Die Warnung des DWD ist eindringlich: „Längere Aufenthalte im Freien vermeiden.“ Die Meteorologen mahnen vor möglichen erheblichen Frostschäden, Unterkühlung bei längerem Aufenthalt im Freien und einfrierende Wasserleitungen. Konkret empfehlen sie Frostschutzmaßnahmen wie das Abdecken von Pflanzen oder das Ablassen von Wasser aus Außenleitungen.
Hintergrund der eisigen Temperaturen: „Die Zufuhr polarer Kaltluft dauert vorerst an“, schreibt der DWD in seinem Wetterbericht. Auch in der kommenden Nacht werden wieder Warnungen erwartet.
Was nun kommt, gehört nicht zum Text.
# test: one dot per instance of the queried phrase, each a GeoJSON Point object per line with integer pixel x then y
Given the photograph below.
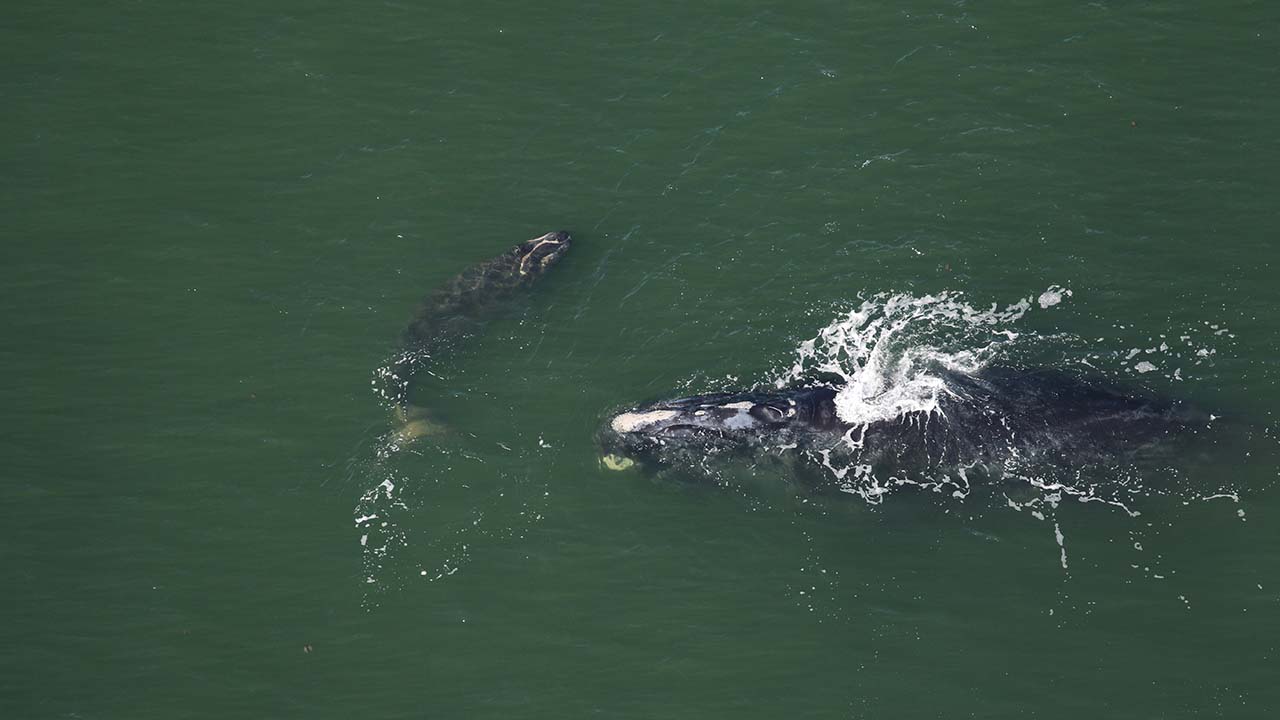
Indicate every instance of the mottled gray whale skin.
{"type": "Point", "coordinates": [983, 419]}
{"type": "Point", "coordinates": [453, 313]}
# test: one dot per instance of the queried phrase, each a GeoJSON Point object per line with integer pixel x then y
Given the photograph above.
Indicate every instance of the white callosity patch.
{"type": "Point", "coordinates": [635, 422]}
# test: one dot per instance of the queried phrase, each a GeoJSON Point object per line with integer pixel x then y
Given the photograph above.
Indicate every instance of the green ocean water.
{"type": "Point", "coordinates": [218, 219]}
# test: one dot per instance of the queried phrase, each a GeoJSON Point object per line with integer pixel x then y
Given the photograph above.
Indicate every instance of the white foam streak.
{"type": "Point", "coordinates": [890, 350]}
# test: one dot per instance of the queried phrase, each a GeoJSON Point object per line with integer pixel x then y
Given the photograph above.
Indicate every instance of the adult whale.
{"type": "Point", "coordinates": [981, 420]}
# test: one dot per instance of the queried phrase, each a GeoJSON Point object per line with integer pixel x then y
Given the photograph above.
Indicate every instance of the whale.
{"type": "Point", "coordinates": [983, 420]}
{"type": "Point", "coordinates": [451, 314]}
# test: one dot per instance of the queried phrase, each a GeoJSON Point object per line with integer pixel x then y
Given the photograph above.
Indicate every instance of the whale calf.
{"type": "Point", "coordinates": [453, 313]}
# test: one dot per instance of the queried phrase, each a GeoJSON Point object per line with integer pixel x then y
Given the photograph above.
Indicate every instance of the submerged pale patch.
{"type": "Point", "coordinates": [632, 422]}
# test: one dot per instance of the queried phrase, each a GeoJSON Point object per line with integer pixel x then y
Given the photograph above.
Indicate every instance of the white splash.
{"type": "Point", "coordinates": [891, 349]}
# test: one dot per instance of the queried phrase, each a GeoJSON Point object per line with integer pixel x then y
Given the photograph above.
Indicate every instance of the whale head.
{"type": "Point", "coordinates": [535, 256]}
{"type": "Point", "coordinates": [670, 431]}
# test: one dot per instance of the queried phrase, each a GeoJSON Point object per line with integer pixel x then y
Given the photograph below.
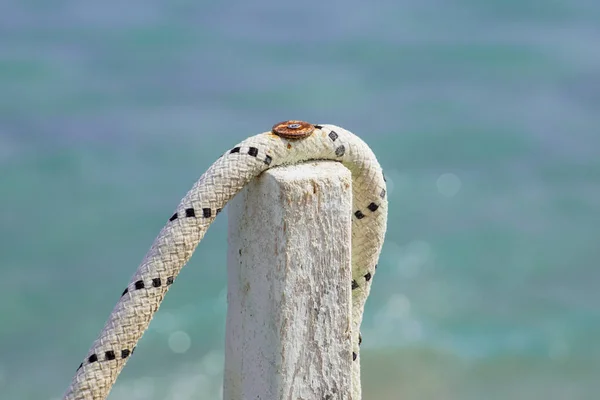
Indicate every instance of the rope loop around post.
{"type": "Point", "coordinates": [187, 225]}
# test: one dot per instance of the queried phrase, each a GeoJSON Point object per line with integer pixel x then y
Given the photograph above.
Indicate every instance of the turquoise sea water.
{"type": "Point", "coordinates": [484, 115]}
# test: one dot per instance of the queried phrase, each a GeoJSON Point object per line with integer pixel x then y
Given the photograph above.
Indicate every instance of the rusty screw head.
{"type": "Point", "coordinates": [293, 129]}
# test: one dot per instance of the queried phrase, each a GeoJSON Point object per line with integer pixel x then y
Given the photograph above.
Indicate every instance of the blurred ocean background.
{"type": "Point", "coordinates": [484, 114]}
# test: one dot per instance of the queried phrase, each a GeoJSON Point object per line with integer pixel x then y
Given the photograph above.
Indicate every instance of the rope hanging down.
{"type": "Point", "coordinates": [288, 143]}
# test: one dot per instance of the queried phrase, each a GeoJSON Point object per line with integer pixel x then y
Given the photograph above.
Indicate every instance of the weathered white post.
{"type": "Point", "coordinates": [289, 292]}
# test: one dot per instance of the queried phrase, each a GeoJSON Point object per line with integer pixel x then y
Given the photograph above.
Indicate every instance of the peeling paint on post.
{"type": "Point", "coordinates": [289, 292]}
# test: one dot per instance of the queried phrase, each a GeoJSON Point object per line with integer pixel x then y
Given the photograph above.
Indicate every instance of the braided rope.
{"type": "Point", "coordinates": [197, 210]}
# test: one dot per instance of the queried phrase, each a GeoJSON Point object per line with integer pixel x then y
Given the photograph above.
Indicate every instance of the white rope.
{"type": "Point", "coordinates": [197, 210]}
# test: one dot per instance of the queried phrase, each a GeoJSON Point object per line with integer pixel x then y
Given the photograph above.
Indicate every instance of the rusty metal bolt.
{"type": "Point", "coordinates": [293, 129]}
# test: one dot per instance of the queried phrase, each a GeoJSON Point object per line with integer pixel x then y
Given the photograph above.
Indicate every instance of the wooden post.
{"type": "Point", "coordinates": [289, 292]}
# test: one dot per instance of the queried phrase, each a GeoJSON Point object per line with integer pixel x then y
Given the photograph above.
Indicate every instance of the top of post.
{"type": "Point", "coordinates": [293, 129]}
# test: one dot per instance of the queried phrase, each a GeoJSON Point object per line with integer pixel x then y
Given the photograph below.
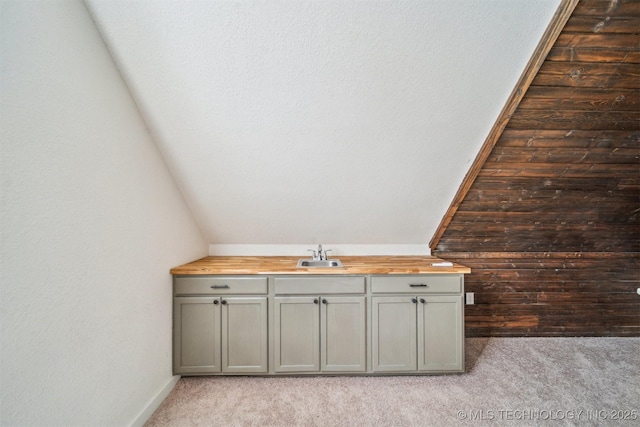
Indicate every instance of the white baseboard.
{"type": "Point", "coordinates": [151, 407]}
{"type": "Point", "coordinates": [301, 250]}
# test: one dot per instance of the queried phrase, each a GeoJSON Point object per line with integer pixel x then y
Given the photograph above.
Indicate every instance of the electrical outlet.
{"type": "Point", "coordinates": [470, 298]}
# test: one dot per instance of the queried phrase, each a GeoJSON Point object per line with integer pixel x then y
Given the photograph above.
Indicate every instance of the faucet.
{"type": "Point", "coordinates": [320, 254]}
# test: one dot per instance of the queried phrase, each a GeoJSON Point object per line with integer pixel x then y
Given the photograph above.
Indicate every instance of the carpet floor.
{"type": "Point", "coordinates": [508, 381]}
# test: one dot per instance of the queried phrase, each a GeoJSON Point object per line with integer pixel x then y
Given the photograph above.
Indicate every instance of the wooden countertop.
{"type": "Point", "coordinates": [287, 265]}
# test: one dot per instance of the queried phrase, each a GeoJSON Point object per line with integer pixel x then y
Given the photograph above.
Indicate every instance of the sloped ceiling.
{"type": "Point", "coordinates": [295, 122]}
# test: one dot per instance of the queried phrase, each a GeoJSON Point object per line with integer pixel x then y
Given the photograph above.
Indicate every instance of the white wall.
{"type": "Point", "coordinates": [91, 223]}
{"type": "Point", "coordinates": [346, 123]}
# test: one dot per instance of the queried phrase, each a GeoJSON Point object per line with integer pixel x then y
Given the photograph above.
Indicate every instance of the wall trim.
{"type": "Point", "coordinates": [153, 405]}
{"type": "Point", "coordinates": [302, 250]}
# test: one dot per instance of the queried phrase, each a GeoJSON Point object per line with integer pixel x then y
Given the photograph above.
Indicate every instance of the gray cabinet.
{"type": "Point", "coordinates": [421, 327]}
{"type": "Point", "coordinates": [315, 324]}
{"type": "Point", "coordinates": [219, 334]}
{"type": "Point", "coordinates": [319, 332]}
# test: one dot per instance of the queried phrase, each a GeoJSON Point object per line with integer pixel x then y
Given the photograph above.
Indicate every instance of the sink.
{"type": "Point", "coordinates": [319, 263]}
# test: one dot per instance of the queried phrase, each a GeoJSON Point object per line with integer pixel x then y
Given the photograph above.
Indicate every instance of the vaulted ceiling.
{"type": "Point", "coordinates": [288, 122]}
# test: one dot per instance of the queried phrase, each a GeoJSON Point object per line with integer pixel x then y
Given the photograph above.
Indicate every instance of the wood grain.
{"type": "Point", "coordinates": [287, 265]}
{"type": "Point", "coordinates": [550, 224]}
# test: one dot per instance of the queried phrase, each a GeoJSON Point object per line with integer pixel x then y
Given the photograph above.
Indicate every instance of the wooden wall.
{"type": "Point", "coordinates": [550, 221]}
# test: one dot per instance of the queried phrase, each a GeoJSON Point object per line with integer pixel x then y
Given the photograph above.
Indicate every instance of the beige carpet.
{"type": "Point", "coordinates": [508, 381]}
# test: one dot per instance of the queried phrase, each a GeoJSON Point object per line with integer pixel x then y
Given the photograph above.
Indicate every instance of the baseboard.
{"type": "Point", "coordinates": [151, 407]}
{"type": "Point", "coordinates": [301, 250]}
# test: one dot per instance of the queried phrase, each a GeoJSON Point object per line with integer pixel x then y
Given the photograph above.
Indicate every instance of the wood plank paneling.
{"type": "Point", "coordinates": [552, 294]}
{"type": "Point", "coordinates": [550, 224]}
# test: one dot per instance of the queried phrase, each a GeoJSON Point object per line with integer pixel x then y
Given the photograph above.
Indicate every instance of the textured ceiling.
{"type": "Point", "coordinates": [293, 122]}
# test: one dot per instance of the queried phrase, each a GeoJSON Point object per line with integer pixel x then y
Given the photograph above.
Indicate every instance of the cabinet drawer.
{"type": "Point", "coordinates": [212, 285]}
{"type": "Point", "coordinates": [416, 284]}
{"type": "Point", "coordinates": [319, 285]}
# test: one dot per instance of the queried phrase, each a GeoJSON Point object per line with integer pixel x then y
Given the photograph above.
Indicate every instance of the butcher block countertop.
{"type": "Point", "coordinates": [268, 265]}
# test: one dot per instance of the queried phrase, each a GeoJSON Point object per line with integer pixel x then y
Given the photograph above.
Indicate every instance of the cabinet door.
{"type": "Point", "coordinates": [196, 341]}
{"type": "Point", "coordinates": [343, 334]}
{"type": "Point", "coordinates": [296, 334]}
{"type": "Point", "coordinates": [394, 334]}
{"type": "Point", "coordinates": [244, 334]}
{"type": "Point", "coordinates": [440, 333]}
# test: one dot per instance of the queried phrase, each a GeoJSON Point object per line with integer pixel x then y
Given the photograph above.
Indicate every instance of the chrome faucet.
{"type": "Point", "coordinates": [320, 254]}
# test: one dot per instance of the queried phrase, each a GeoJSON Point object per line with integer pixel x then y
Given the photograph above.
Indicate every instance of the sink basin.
{"type": "Point", "coordinates": [318, 263]}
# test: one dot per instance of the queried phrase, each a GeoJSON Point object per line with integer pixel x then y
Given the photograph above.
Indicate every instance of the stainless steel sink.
{"type": "Point", "coordinates": [319, 263]}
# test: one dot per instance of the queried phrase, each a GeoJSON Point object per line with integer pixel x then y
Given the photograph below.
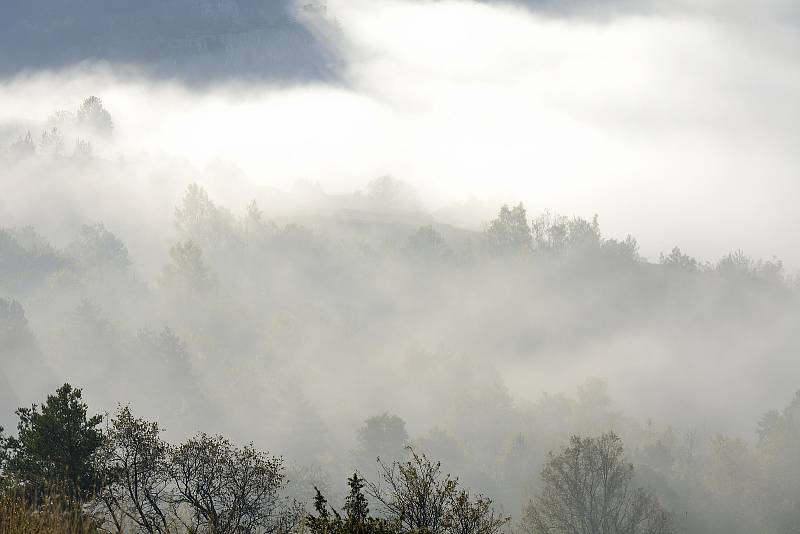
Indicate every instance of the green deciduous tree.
{"type": "Point", "coordinates": [57, 445]}
{"type": "Point", "coordinates": [588, 490]}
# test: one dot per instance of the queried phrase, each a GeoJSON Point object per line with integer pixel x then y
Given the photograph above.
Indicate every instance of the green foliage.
{"type": "Point", "coordinates": [135, 474]}
{"type": "Point", "coordinates": [229, 489]}
{"type": "Point", "coordinates": [509, 232]}
{"type": "Point", "coordinates": [356, 519]}
{"type": "Point", "coordinates": [93, 115]}
{"type": "Point", "coordinates": [588, 489]}
{"type": "Point", "coordinates": [56, 446]}
{"type": "Point", "coordinates": [418, 497]}
{"type": "Point", "coordinates": [97, 249]}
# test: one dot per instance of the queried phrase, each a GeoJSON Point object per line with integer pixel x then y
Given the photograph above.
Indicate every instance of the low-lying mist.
{"type": "Point", "coordinates": [412, 245]}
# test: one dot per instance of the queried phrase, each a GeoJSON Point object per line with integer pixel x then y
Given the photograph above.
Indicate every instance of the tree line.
{"type": "Point", "coordinates": [121, 476]}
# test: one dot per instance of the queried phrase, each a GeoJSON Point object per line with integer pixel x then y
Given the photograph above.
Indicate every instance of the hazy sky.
{"type": "Point", "coordinates": [675, 121]}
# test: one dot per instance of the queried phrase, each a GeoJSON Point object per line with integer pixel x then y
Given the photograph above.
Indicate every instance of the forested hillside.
{"type": "Point", "coordinates": [348, 331]}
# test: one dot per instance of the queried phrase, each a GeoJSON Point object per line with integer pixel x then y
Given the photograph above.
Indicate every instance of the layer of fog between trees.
{"type": "Point", "coordinates": [486, 349]}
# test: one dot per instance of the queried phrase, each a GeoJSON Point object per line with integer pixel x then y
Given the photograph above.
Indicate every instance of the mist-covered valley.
{"type": "Point", "coordinates": [417, 250]}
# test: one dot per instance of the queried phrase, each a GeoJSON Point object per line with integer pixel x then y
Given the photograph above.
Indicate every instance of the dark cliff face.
{"type": "Point", "coordinates": [192, 40]}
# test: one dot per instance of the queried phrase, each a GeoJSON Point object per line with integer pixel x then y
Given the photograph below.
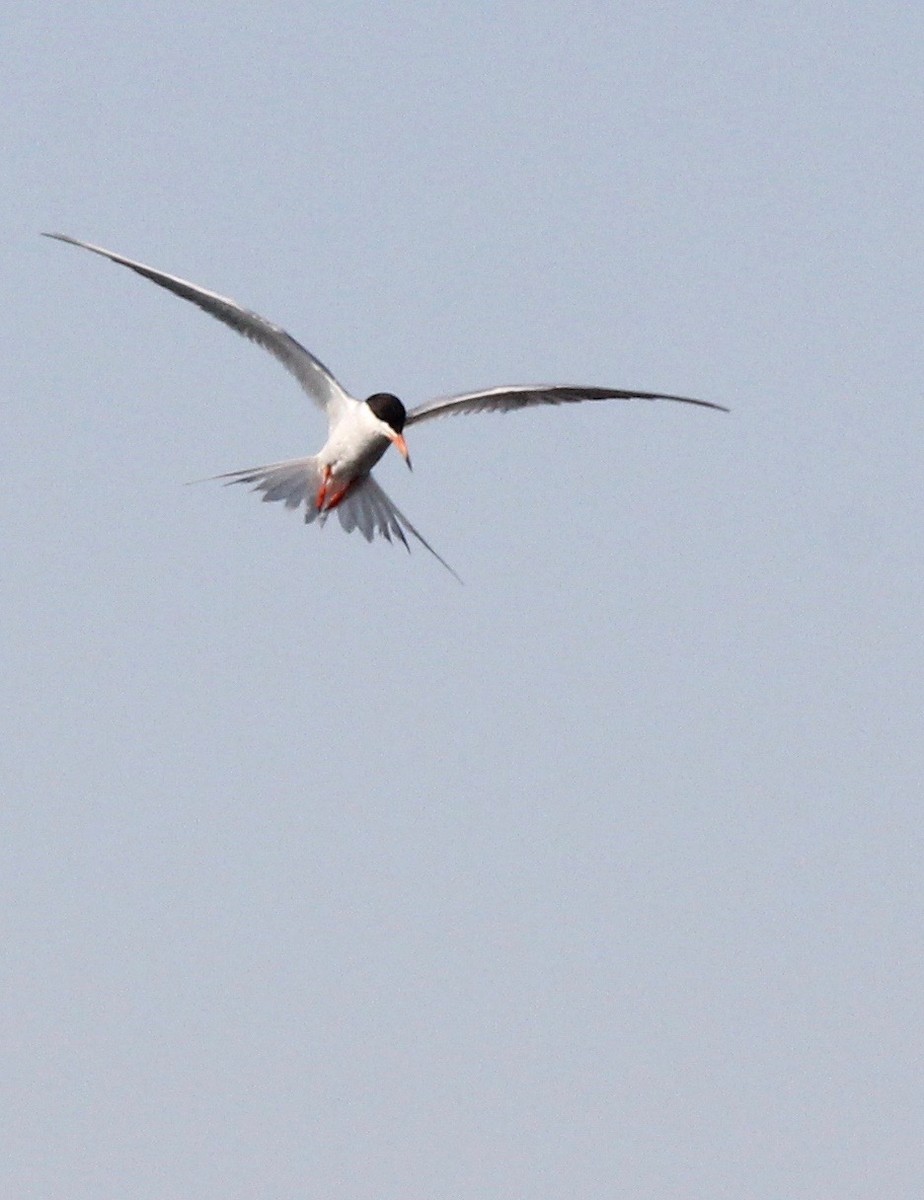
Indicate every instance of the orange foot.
{"type": "Point", "coordinates": [324, 504]}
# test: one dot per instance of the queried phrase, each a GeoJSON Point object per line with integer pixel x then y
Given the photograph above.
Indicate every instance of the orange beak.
{"type": "Point", "coordinates": [402, 447]}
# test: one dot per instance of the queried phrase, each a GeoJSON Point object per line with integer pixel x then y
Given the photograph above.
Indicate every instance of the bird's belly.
{"type": "Point", "coordinates": [348, 460]}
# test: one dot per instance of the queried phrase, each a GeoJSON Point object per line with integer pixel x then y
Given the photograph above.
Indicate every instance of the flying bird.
{"type": "Point", "coordinates": [359, 431]}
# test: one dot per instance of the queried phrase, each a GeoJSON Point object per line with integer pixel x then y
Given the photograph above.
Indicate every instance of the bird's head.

Im Tagesverlauf gibt es von den Alpen bis zum Vorland längere sonnige Abschnitte. Doch es bleibt kalt: Verbreitet herrscht Dauerfrost mit minus 7 bis minus 1 Grad. In der Nacht fallen die Tiefstwerte auf minus 6 bis minus 13 Grad, an den Alpen sind sogar bis zu minus 17 Grad möglich.
Schnee steht ebenfalls bevor: In der Nacht auf Donnerstag soll es schneien, an den Alpen – besonders im Allgäu – werden vier bis acht Zentimeter Neuschnee erwartet. Auch München könnte gegen Ende der Woche neuen Schnee bekommen.
Das winterlich kalte Wetter hat bereits Folgen für den Zugverkehr: Aufgrund defekter Heizungen und Motorschäden kommt es bei einem Bahnanbieter zu zahlreichen Zugausfällen, die bis Mittwoch andauern und somit auch den Schulstart betreffen.